Бецкой вошёл, Екатерина подала ему руку для поцелуя. Указала на кресло.
— Садись, Иван Иваныч… С чем нынче пришёл? Наперёд скажу — про «Гром-камень» всё знаю…
Бецкой даже зубами заскрипел от злости.
— Опять, матушка, тебе Фальконет чрез мою голову письма посылает…
Екатерина засмеялась, ей нравилось его дразнить.
— А вот и не угадал, генерал… Нынче я доклад из первых рук получила… От самого Ласкари… Каким ветром нашего шевалье в Лахтинский лес занесло — никому не ведомо, но отыскал ведь, шельмец, такую скалу, которая ваятелю грезилась…
— Врёт он всё, матушка… Не Ласкари скалу эту нашёл…
Государыня поморщилась.
— А то я и поверила… А что, камень и вправду так хорош?
— Камень красив и велик необычайно… Но мысль, что его придётся с места стронуть, вселяет ужас… Я, матушка, с инженерами Конторы строений скалу эту со всех сторон оглядел да замерил… Вот тебе, государыня, его величины, на этом листе всё точно указано…
Он положил на стол чертеж камня с намеченными размерами. Императрица склонилась над ним, изучив внимательно, распрямилась, подумала и изрекла.
— Пусть скала сия пока на месте лежит… Ласкари донёс, что Фальконет куски начал отбивать, чтобы груз облегчить… Так этого делать не вели… Ты, Иван Иваныч, конкурс объяви: тому, кто механику по перетаскиванию камня придумает, семь тысяч обещай…
— Много будет, матушка…
— Я так думаю — мало… Я не умею награждать и дарить… То слишком много даю, то слишком мало…. Но пусть будет семь, коли сказала… А камень до моего приказа трогать не позволяй… Я должна хорошо всё обдумать… Авось мы с древними египтянами да римлянами потягаемся… А может и Семирамиду позади оставим… Европа ахнет, как узнает…
Прошла зима с метелями и стужами, с весёлым Рождеством и Святками, с катальными горками, куртагами и балами, с домашними спектаклями, операми и балетами. Отгремела, отшумела весёлая Масленица. Большими шагами начал удлиняться день, зазвенели под окнами синицы, и дружно закапала весенняя капель.

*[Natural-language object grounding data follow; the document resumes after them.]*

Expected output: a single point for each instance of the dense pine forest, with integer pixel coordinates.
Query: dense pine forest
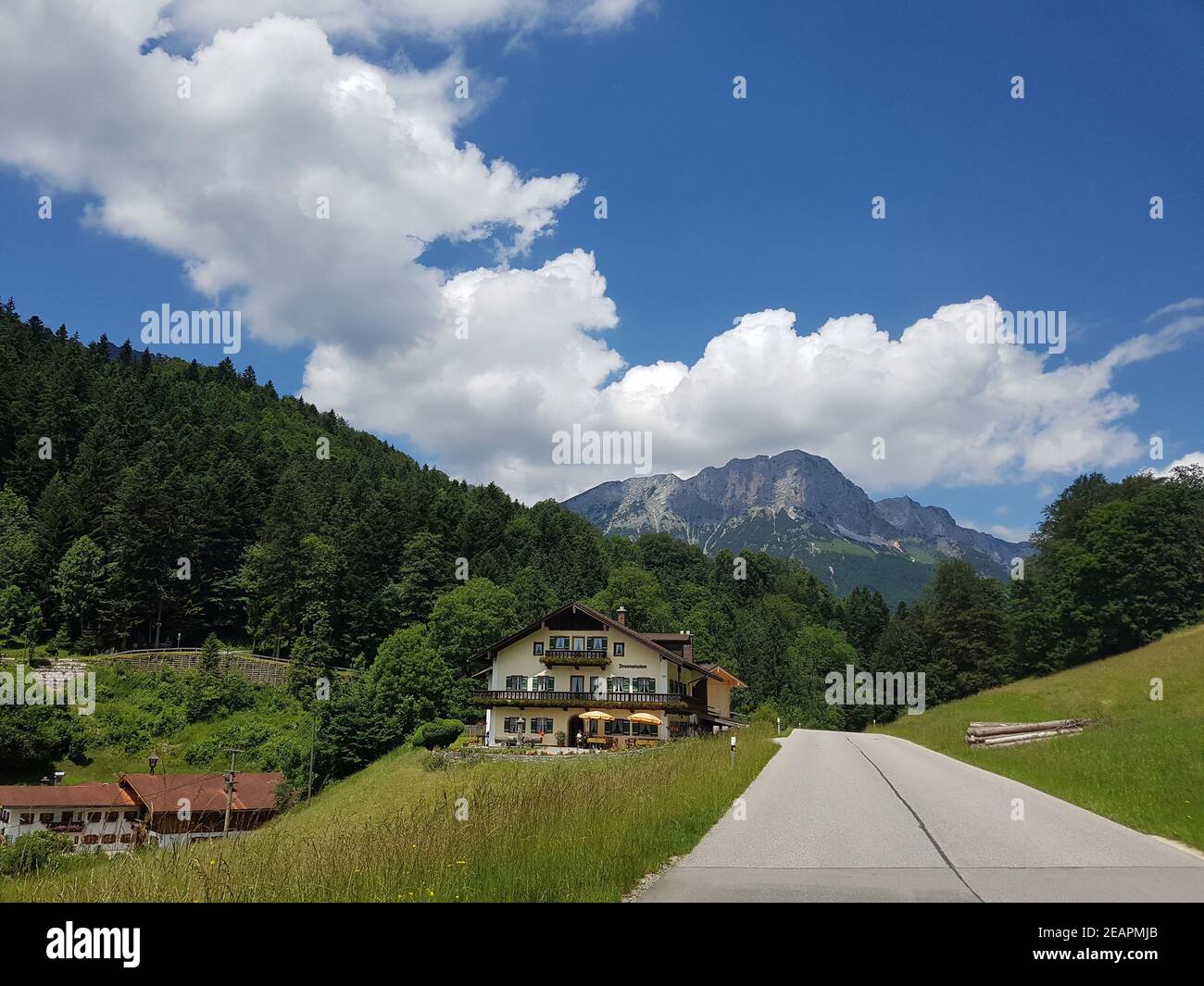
(144, 497)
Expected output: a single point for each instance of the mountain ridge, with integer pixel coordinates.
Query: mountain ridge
(798, 505)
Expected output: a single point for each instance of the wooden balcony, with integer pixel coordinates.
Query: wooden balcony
(577, 658)
(584, 700)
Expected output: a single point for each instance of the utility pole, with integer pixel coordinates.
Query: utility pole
(229, 779)
(313, 736)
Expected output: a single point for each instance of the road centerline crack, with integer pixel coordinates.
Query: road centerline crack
(918, 818)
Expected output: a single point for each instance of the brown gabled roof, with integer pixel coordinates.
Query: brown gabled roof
(723, 674)
(91, 794)
(645, 638)
(205, 793)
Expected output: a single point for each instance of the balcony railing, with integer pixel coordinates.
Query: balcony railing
(577, 657)
(612, 700)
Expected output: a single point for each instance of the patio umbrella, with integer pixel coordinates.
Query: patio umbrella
(648, 718)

Фальконет заканчивал свою Большую модель, которую должен был скоро представить на суд петербургской публике. Тяжело задумавшись, он стоял подле трёх гипсовых голов Петра. Портрет императора не получался. Он очередной раз взял в руки его посмертную маску, как слепой, ощупал все выступы и западения его лица. Сел, задумавшись, опустив на колени перепачканные глиной руки. В дверь постучались, но Фальконет не услышал. Вошёл Ласкари.
— Добрый вечер, профессор Фальконет!.. — Шевалье спохватился, снизил тон. — Хотя вряд ли Вы назовёте его добрым…
Фальконет поднял голову.
— Говорите сразу, друг мой… Что на этот раз сказала императрица?
— Государыня вновь отвергла Вашу модель головы Петра…
— Поглядите сюда, шевалье… Поглядите внимательно… Все эти варианты, действительно, не для моего монумента… Это не мой Пётр… Я что- то потерял, помешавшись на скульптуре коня…
— Это было не зря… Мадемуазель Колло сегодня сказала мне, что Ваш конь — лучший конь на земле…
Фальконет, слегка польщённый, покачал головой.